I also had an email chat with Thomas Widmann at SLD about the font used for the DSL website. Apparently this doesn’t include IPA characters which is causing the ‘pronunciation’ field to display inconsistently (i.e. the letters that the font does include are in the font and the ones it doesn’t are in the computer’s default sans serif font). On My PC the different in character size is minimal but I think it looks worse on Thomas’s computer. We discussed possible solutions, the easiest of which would be to simply ensure that the ‘pronunciation’ field is fully displayed in the default sans serif font. He said he’d get back to me about this. I also gave a little bit of WordPress help to Maria Economou in HATII, who had an issue with a drop-down menu not working in iOS. We upgraded her theme to one that supported responsive menus and fixed that issue pretty quickly.
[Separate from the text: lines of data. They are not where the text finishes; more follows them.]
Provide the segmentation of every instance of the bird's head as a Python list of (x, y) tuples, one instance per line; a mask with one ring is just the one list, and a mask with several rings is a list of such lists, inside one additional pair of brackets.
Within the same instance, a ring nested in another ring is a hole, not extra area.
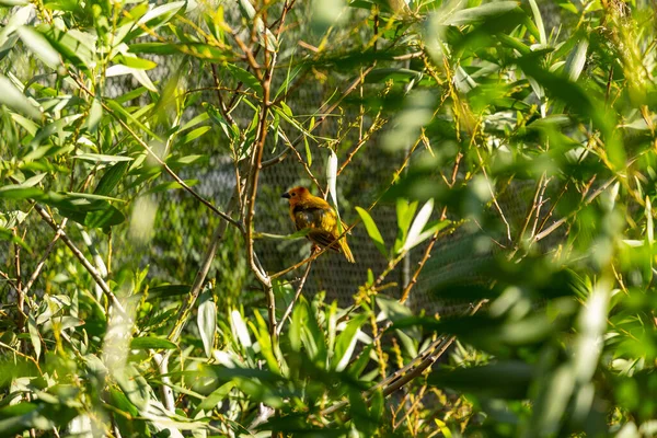
[(295, 187), (283, 194), (283, 197), (289, 199), (290, 204), (297, 204), (300, 200), (308, 199), (310, 192), (306, 187)]

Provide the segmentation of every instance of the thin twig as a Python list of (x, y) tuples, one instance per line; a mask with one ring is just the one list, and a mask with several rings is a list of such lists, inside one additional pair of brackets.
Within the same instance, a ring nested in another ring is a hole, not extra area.
[(50, 226), (50, 228), (55, 230), (55, 232), (59, 233), (60, 239), (69, 247), (69, 250), (71, 250), (71, 252), (80, 261), (82, 266), (84, 266), (84, 268), (94, 279), (94, 281), (101, 287), (101, 290), (107, 296), (110, 301), (112, 301), (112, 304), (116, 308), (116, 310), (125, 315), (126, 310), (124, 309), (123, 304), (120, 303), (120, 301), (118, 301), (118, 299), (116, 298), (110, 286), (105, 283), (103, 277), (99, 274), (96, 268), (93, 267), (93, 265), (87, 260), (84, 254), (82, 254), (82, 252), (78, 250), (76, 244), (69, 239), (68, 235), (66, 235), (64, 230), (61, 230), (61, 228), (57, 223), (55, 223), (55, 221), (53, 220), (50, 215), (45, 210), (45, 208), (43, 208), (36, 203), (34, 203), (33, 205), (36, 212), (38, 212), (38, 215), (46, 221), (46, 223), (48, 223), (48, 226)]
[(59, 223), (59, 227), (58, 227), (57, 232), (55, 233), (55, 237), (53, 238), (53, 240), (50, 241), (50, 243), (46, 247), (46, 251), (44, 252), (44, 255), (42, 255), (41, 260), (36, 264), (36, 267), (34, 268), (34, 272), (32, 273), (32, 275), (30, 276), (30, 279), (25, 284), (25, 287), (24, 287), (25, 295), (27, 295), (27, 292), (32, 288), (32, 285), (34, 284), (34, 281), (36, 281), (36, 279), (38, 278), (38, 275), (41, 274), (41, 270), (43, 269), (44, 265), (46, 264), (46, 260), (48, 258), (48, 255), (50, 255), (50, 252), (55, 247), (55, 243), (57, 243), (57, 241), (61, 237), (61, 233), (64, 232), (64, 227), (66, 227), (66, 222), (67, 221), (68, 221), (68, 218), (64, 218), (62, 221), (61, 221), (61, 223)]
[(301, 291), (303, 290), (303, 285), (306, 285), (306, 279), (308, 278), (308, 274), (310, 274), (311, 266), (312, 266), (312, 263), (309, 263), (308, 266), (306, 266), (306, 272), (303, 273), (303, 276), (301, 277), (301, 280), (299, 281), (299, 286), (297, 286), (297, 291), (295, 292), (295, 298), (292, 298), (292, 301), (287, 307), (287, 309), (285, 310), (285, 313), (283, 314), (283, 318), (280, 319), (280, 324), (278, 325), (278, 328), (277, 328), (277, 334), (279, 336), (280, 336), (280, 333), (283, 332), (283, 325), (285, 324), (285, 321), (288, 319), (290, 313), (292, 313), (292, 309), (295, 308), (295, 304), (297, 303), (297, 301), (299, 300), (299, 297), (301, 296)]

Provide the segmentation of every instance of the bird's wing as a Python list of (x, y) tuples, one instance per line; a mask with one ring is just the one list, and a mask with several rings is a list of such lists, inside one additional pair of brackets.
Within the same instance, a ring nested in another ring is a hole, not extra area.
[[(341, 246), (339, 243), (335, 242), (335, 235), (328, 231), (313, 229), (308, 233), (308, 238), (320, 246), (328, 246), (331, 245), (331, 250), (339, 252)], [(332, 244), (333, 243), (333, 244)]]

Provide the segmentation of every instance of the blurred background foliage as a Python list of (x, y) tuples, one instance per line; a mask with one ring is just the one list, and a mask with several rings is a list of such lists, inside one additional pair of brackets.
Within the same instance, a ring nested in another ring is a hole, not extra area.
[(655, 13), (0, 0), (0, 436), (657, 435)]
I also met with Fraser and Marc on Friday to discuss the new Historical Thesaurus data that we had received from the OED people. We are going to want to incorporate words and dates from this data into our database, which is going to involve several potentially tricky stages. The OED data is in XML and as I mentioned in a previous week there is no obvious ID that can be used to link their data to ours. Thankfully during the SAMUELS project someone had figured out how to take data in one of our columns and rework it so it matches up with the OED category IDs. My first step will be to extract the OED data from XML and convert it into a format similar to our structure and then create a script that will allow categories in the two datasets to be aligned. After that we’ll need to compare the contents of the categories (i.e. the words) and work out which are new ones plus which dates don’t match up. It’s going to be a fairly tricky process but it should be fun. On Friday afternoon I decided to up the HT database to remove all of the unnecessary backup tables that I had created over the years. I did a dump of the database before I did this in case I messed up. It turns out I did mess up as I accidentally deleted the ‘lexeme_search_terms’ table, which broke the HT search facility. I then discovered that my SQL dump was incomplete and had quit downloading mid-way through without telling me. Thankfully Chris managed to get the database from a backup file and I’ve reinstated the required table, but it was a rather stressful way to end the week!